The couple liked doing their own rehabbing, to a point. They still had to find contractors and to learn more about the financial ins and outs of investing.
She accompanied her husband to Real Estate Investors Association meetings and eventually quit her job as a Jenny Craig consultant to run their investment venture full time. When Edward Rushing was deployed to Afghanistan, Kimberly Rushing said, “I just took the reins and learned everything I could.
“The (clubs) aren’t just about education. It’s about the networking. Not just, ‘Here’s information; good luck,’” she said.
Rushing credited the clubs with teaching her how to use her IRA to finance real estate investments. Kaaren Hall, founder of the Orange County Real Estate Investors Association, also is president of uDirect IRA Services, a separate business that helps people finance real estate ventures with retirement funds.

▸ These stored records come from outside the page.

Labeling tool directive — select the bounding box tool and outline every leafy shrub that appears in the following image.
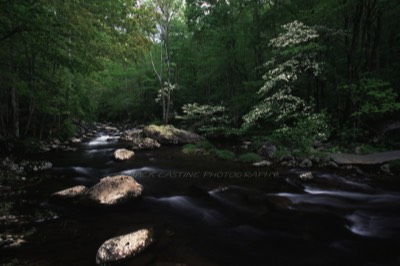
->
[272,113,330,151]
[213,149,236,161]
[182,144,198,154]
[239,152,262,163]
[176,103,237,136]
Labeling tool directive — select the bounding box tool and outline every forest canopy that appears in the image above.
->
[0,0,400,150]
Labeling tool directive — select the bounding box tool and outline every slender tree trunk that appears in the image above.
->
[11,84,20,138]
[24,102,35,137]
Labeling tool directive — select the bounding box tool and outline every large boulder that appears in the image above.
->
[132,138,161,150]
[51,186,88,199]
[96,229,153,265]
[83,175,143,205]
[143,125,204,144]
[119,129,143,141]
[114,149,135,161]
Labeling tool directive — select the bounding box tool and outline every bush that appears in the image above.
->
[239,152,262,163]
[182,144,198,154]
[213,149,236,161]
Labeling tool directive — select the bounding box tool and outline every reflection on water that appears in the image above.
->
[5,135,400,265]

Rushing recently gave a presentation to an audience of nearly 80 people attending an investors association meeting in Costa Mesa, detailing how the housing crash sparked her career.
“I look like I’m 12,” the petite blonde said later. “People don’t tend to take me seriously, which is tough for me. When I’m dealing with contractors, Realtors or agents or a seller even, they’re like ‘Who’s this kid?’”
“I’m showing them that I do know what I’m doing.”
Rushing wasn’t compensated for speaking that night. But after her appearance, a man approached her for advice on selling properties in Yucca Valley, Calif.
“Maybe he wants to sell them to me, who knows?” she told a reporter. “Those are things you work out down the road.”
What to watch for
Some clubs are set up by investors promoting their programs or strategies. That doesn’t necessarily mean they lack value, but longtime investors say be aware of the organizer’s purpose and ask a lot of questions.
“Every club has its own M.O.,” said Bruce Norris, a veteran hard-money lender and real estate investor who speaks at real estate investment clubs and offers seminars of his own. “You’ll have clubs known for education and clubs just for pitching.”
If it’s just the latter, he said, “You should be suspicious and probably head for the hills.”
Real estate investment training has been controversial for years.
One of the most high-profile cases involves Donald Trump. In 2013, New York Attorney General Eric Schneiderman filed a lawsuit accusing the mogul of misleading thousands of people who paid up to $35,000 each to learn his real investment techniques. The state is seeking more than $40 million in restitution.
Trump said the allegations were cooked up for political reasons. The case is ongoing.
Those looking to learn about investing should watch out for “upsells,” said Sean O’Toole, who runs Property Radar, an online company that helps investors find deals.
“One key question potential attendees should ask is whether or not any of the class time will be used to upsell them on other classes,” he said. “I was recently told of a three-day class that was less than $1,000, and the content was good, but half the time was used to upsell them to a $10,000-plus class.”
The motivations of those forming clubs or teaching at real estate investment seminars aren’t always apparent right away, he said.
“Some clubs are for profit. Some clubs are run by people looking for investors. Some are run by people who have money and are looking for people to help them find deals. Most have some sort of agenda — and I’m not saying that is bad, just that people should understand what the agenda is.”